今回の旅で初めて北陸新幹線に乗ったのだが、私はすっかり気に入った。何ならあらゆる幹線の中で北陸新幹線が一番好きかもしれない。
それは車窓からの景色がどちらを向いていても素晴らしい点にある。西側に座れば浅間山や立山連峰などの広大な山々を、東側に座れば日本海を眺められるのである。
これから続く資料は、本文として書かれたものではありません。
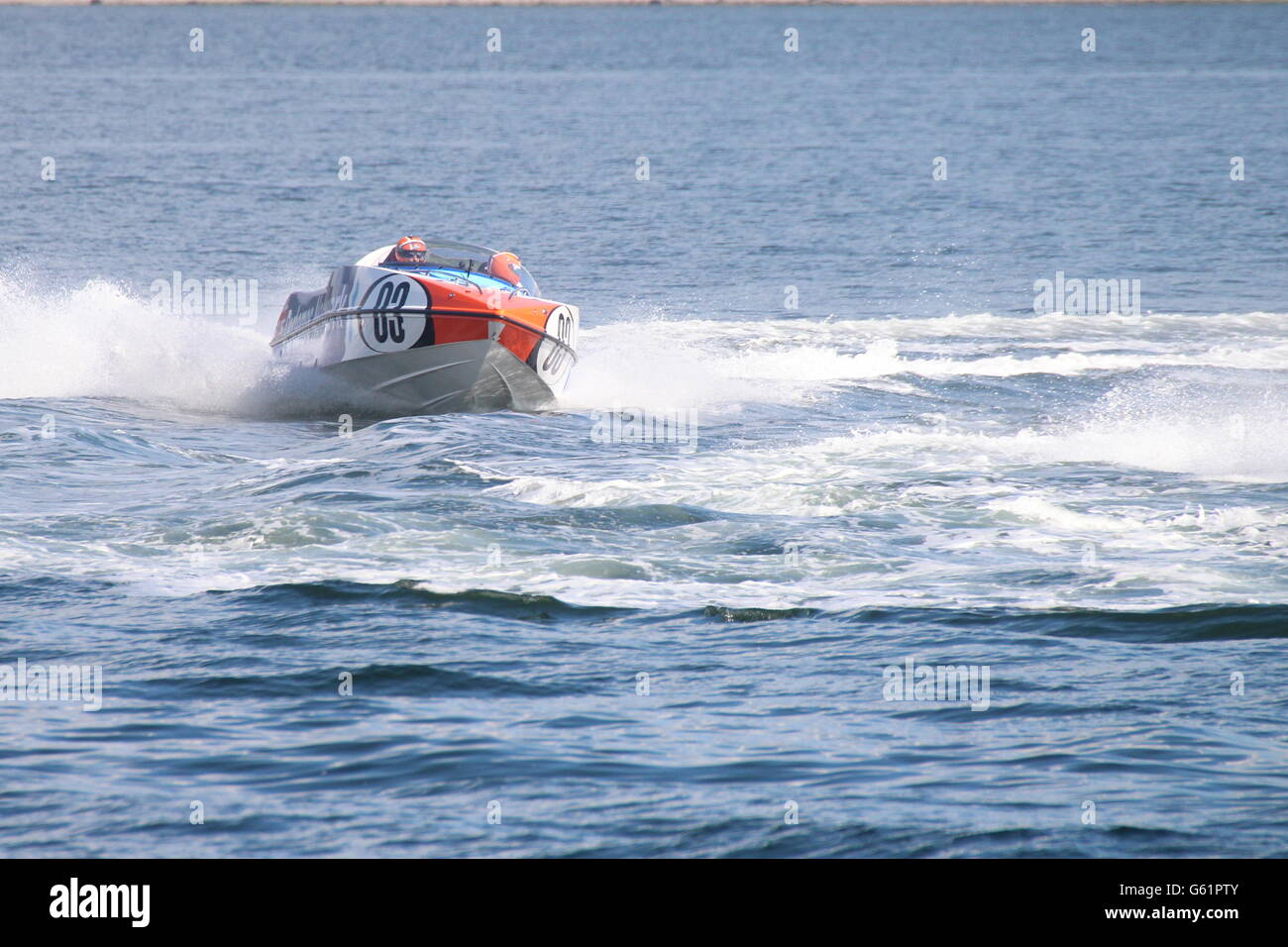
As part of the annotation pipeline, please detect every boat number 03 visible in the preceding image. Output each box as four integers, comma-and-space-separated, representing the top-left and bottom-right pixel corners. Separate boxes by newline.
358, 275, 429, 352
537, 305, 577, 378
今回、私は西側に座り山々を眺めたが、次回乗る際には是非とも東側へ座ってみたいと考える。
金沢へ到着し、私は他の観光客よろしく鼓門の写真を撮り、それだけでなく駅から降りて鼓門の手前にあるガラス式の天井(もてなしドーム、というらしい)の写真も撮影した。
どうも鼓門の写真を撮るのみで満足する観光客が多いようだが、大変勿体ないことと私には思われる。確かに真正面から見た鼓門には力強さがあり、圧倒される感がある。
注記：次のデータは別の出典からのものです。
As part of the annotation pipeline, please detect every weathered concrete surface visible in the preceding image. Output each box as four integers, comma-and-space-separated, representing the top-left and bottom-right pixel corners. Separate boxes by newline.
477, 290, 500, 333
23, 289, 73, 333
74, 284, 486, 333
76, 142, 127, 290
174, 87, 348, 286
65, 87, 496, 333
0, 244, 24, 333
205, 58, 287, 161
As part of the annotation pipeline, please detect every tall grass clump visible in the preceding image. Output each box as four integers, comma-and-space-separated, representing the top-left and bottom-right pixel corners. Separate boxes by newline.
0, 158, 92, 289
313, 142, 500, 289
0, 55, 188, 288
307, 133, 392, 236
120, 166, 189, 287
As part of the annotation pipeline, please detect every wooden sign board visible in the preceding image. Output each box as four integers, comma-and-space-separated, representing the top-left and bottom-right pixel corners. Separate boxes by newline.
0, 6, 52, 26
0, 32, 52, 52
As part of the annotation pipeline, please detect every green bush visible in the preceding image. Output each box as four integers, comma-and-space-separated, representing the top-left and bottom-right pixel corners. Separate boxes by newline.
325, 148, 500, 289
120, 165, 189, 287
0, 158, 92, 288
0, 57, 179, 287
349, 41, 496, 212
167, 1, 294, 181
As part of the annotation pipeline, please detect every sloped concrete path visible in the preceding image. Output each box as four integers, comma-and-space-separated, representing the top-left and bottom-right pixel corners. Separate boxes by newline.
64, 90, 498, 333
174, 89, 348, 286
しかし、真下から見るもてなしドームにもまた別の魅力がある。金属製のパイプとガラスとが組み合わさって建てられたドームは美しい。特に真下からの眺めは最高である。ドームと青空とが重なり、そこに人の手の及んだ人工物と人の手の及ばぬ自然との調和の美が現れるのだ。
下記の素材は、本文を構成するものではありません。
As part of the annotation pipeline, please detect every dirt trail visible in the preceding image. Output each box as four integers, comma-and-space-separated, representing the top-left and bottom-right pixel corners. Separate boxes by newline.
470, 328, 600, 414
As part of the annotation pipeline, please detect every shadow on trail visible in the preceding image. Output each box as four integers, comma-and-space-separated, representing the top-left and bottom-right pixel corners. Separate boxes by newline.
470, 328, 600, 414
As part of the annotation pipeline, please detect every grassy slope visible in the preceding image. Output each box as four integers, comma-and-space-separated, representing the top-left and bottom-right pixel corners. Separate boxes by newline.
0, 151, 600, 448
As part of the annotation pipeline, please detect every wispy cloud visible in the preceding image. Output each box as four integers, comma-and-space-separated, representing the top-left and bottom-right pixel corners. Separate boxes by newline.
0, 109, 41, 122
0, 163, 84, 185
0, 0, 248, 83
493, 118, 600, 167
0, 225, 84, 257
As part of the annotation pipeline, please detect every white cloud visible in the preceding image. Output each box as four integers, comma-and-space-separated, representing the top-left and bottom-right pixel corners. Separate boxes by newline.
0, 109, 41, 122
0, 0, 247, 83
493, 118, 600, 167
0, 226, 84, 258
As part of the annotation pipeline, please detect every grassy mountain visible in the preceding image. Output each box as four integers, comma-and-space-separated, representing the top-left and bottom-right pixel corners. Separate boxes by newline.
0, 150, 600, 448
駅前のランドマークを写真に収めたのち、近場の喫茶で昼飯を済ませて私は県立図書館へ向かった。
森見登美彦氏のトークイベントはいつもの如くよいものであった。だがそこでの内容を逐一ここへ記すと本記が紀行ではなく議事録になってしまうので一つだけ色濃く記憶しているものを記すに留めたい。
それは「ペンギン・ハイウェイだか恋文の技術だかで(どちらか失念してしまった)『おっぱい』という言葉が煩悩の数だけ、つまり108回も出てくる」というものである。わざわざ数えながら書いたのだというその執念には愛すべき阿呆かな、と思わざるを得ない。
トークイベントが終わるとサイン会だが、私の順番が来るまでは時間が掛かるようであったので図書館をぐるぐるすることにした。
数十分見回っただけだが、知を保管し拡げるという図書館の本義だけでなく、ただ回るだけでも心が豊かになる気がする、素敵な設計であると感じた。鼓門やもてなしドーム、そして県立図書館といい、この街の建築哲学、思想が私は好きになった。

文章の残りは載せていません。